I stood in the car park while she changed into street clothes, but when I looked toward the front door of the National Theatre again Miro was there, and I understood that the small crowd I'd passed before weren't ticket purchasers but fans. Miro took all the time she needed to sign her name on old programmes and to chat. As I watched her I imagined her solitary exits in London or New York, the loneliness she'd encountered wherever it was that she had gone.
When she broke away we walked across the street quickly and without speaking, until the dust of the car park and road no longer had much chance to invade her nose and mouth. “I get hoarse so easily,” she explained.
In the bar my original table was taken so we had to sit in the back. We were against a wrought-iron railing that looked toward the National Theatre car park and separated the bar from the sidewalk and street below.
“Now,” said Miro, “tell me about this farm of yours.

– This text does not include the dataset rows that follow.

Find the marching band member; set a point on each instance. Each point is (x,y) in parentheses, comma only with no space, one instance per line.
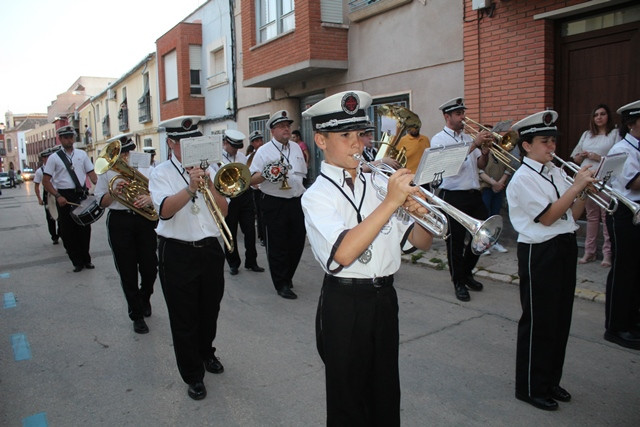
(543,209)
(191,261)
(133,241)
(357,240)
(241,209)
(623,283)
(57,180)
(276,162)
(463,192)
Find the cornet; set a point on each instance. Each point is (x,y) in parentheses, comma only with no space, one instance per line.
(484,233)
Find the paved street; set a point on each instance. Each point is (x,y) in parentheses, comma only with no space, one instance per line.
(86,366)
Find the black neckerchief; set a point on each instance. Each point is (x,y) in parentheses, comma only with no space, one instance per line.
(193,199)
(549,180)
(364,191)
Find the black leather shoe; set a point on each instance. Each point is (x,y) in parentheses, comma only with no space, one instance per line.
(558,393)
(461,292)
(197,390)
(473,284)
(287,293)
(213,365)
(545,403)
(626,339)
(140,326)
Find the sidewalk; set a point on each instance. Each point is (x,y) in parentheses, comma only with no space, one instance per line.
(503,267)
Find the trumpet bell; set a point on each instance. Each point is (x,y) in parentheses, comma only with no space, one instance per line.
(232,179)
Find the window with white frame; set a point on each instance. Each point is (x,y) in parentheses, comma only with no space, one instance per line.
(195,68)
(170,76)
(274,17)
(217,67)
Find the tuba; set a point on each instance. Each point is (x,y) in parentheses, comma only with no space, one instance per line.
(404,118)
(137,183)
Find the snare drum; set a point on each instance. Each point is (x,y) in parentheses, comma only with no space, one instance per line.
(88,212)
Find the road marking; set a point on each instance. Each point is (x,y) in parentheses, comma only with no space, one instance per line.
(21,348)
(37,420)
(9,300)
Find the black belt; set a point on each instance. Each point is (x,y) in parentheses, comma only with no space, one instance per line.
(377,282)
(207,241)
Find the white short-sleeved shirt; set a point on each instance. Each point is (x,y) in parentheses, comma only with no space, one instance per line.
(599,144)
(167,179)
(60,177)
(631,168)
(102,187)
(530,195)
(467,177)
(273,151)
(328,215)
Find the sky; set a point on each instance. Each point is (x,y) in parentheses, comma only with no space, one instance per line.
(46,45)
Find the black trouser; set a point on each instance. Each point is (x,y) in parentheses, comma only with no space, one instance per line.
(357,338)
(241,212)
(76,238)
(461,258)
(257,195)
(192,281)
(547,285)
(133,242)
(52,226)
(623,282)
(285,235)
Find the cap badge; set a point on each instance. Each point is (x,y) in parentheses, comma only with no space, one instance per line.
(350,103)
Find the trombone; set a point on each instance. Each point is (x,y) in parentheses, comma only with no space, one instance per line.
(484,233)
(501,146)
(608,191)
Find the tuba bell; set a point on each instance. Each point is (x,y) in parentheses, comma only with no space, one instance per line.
(136,183)
(405,118)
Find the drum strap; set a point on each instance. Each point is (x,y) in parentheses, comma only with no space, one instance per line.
(74,177)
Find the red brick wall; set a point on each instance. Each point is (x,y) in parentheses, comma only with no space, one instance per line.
(509,60)
(309,40)
(179,38)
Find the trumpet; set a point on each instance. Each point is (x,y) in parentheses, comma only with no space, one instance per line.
(484,234)
(609,206)
(137,184)
(501,146)
(231,180)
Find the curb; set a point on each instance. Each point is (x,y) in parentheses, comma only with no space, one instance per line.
(585,294)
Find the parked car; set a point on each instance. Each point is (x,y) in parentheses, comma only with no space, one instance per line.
(28,174)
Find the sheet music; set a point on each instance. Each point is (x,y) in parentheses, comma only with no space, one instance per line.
(200,148)
(610,166)
(139,160)
(440,162)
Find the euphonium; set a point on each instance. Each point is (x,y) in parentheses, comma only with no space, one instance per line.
(404,118)
(136,183)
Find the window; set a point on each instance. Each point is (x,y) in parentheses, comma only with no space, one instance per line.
(195,68)
(217,67)
(260,123)
(170,76)
(274,17)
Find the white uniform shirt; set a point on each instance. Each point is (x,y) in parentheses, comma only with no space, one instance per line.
(166,180)
(102,187)
(328,215)
(467,177)
(599,144)
(530,195)
(272,152)
(60,177)
(631,167)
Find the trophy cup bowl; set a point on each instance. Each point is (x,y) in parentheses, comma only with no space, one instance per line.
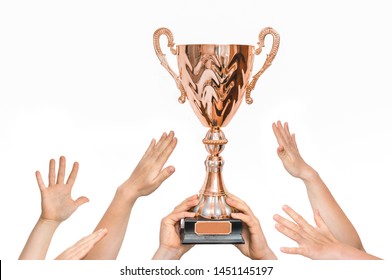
(214,78)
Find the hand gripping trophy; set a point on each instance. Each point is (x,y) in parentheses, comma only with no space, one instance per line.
(214,79)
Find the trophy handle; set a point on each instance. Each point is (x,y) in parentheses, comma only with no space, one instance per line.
(162,57)
(270,57)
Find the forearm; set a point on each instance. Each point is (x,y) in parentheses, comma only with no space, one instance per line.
(345,252)
(39,240)
(116,220)
(322,199)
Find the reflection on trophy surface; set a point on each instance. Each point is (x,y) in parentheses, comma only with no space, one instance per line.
(214,79)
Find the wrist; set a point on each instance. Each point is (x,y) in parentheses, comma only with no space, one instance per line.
(48,223)
(127,192)
(309,174)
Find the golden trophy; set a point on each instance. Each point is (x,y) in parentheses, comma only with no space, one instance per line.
(214,79)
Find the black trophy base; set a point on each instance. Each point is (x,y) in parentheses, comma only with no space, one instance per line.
(204,231)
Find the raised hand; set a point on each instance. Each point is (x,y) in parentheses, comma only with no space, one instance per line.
(148,174)
(56,206)
(56,201)
(288,151)
(316,243)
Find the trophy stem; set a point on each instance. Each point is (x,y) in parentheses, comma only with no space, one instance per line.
(212,199)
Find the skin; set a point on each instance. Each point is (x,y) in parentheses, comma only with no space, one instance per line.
(80,249)
(57,205)
(256,246)
(170,247)
(319,195)
(317,243)
(148,175)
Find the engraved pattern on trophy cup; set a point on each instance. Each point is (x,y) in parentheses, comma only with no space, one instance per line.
(215,79)
(162,57)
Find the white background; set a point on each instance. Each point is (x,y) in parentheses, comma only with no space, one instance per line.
(81,79)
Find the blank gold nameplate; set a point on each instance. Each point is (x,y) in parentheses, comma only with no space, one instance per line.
(213,227)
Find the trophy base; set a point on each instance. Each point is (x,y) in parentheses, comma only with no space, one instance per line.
(205,231)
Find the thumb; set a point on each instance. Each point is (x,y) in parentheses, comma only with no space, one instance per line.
(81,200)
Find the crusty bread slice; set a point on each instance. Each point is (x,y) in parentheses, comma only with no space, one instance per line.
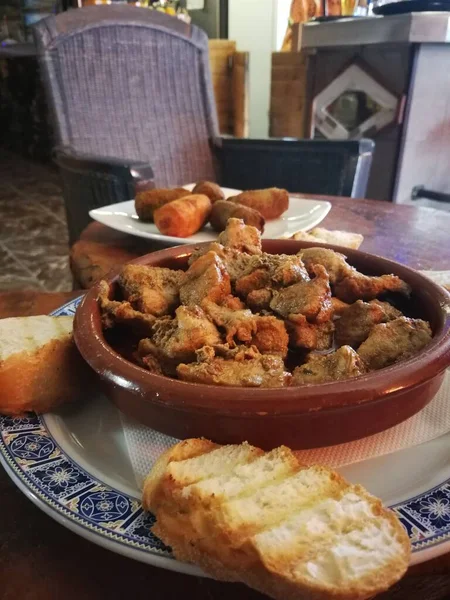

Don't tell me about all the hard work. I want to hear about the satisfaction that comes at the end of the day.”
The question was humourous and seemed entirely sincere, but the expression on Miro's face told me also that she expected stories of a special kind. She wanted a success story that was entirely contrary to whatever had happened to her in the singing world. Maybe that had been her own motivation for coming along.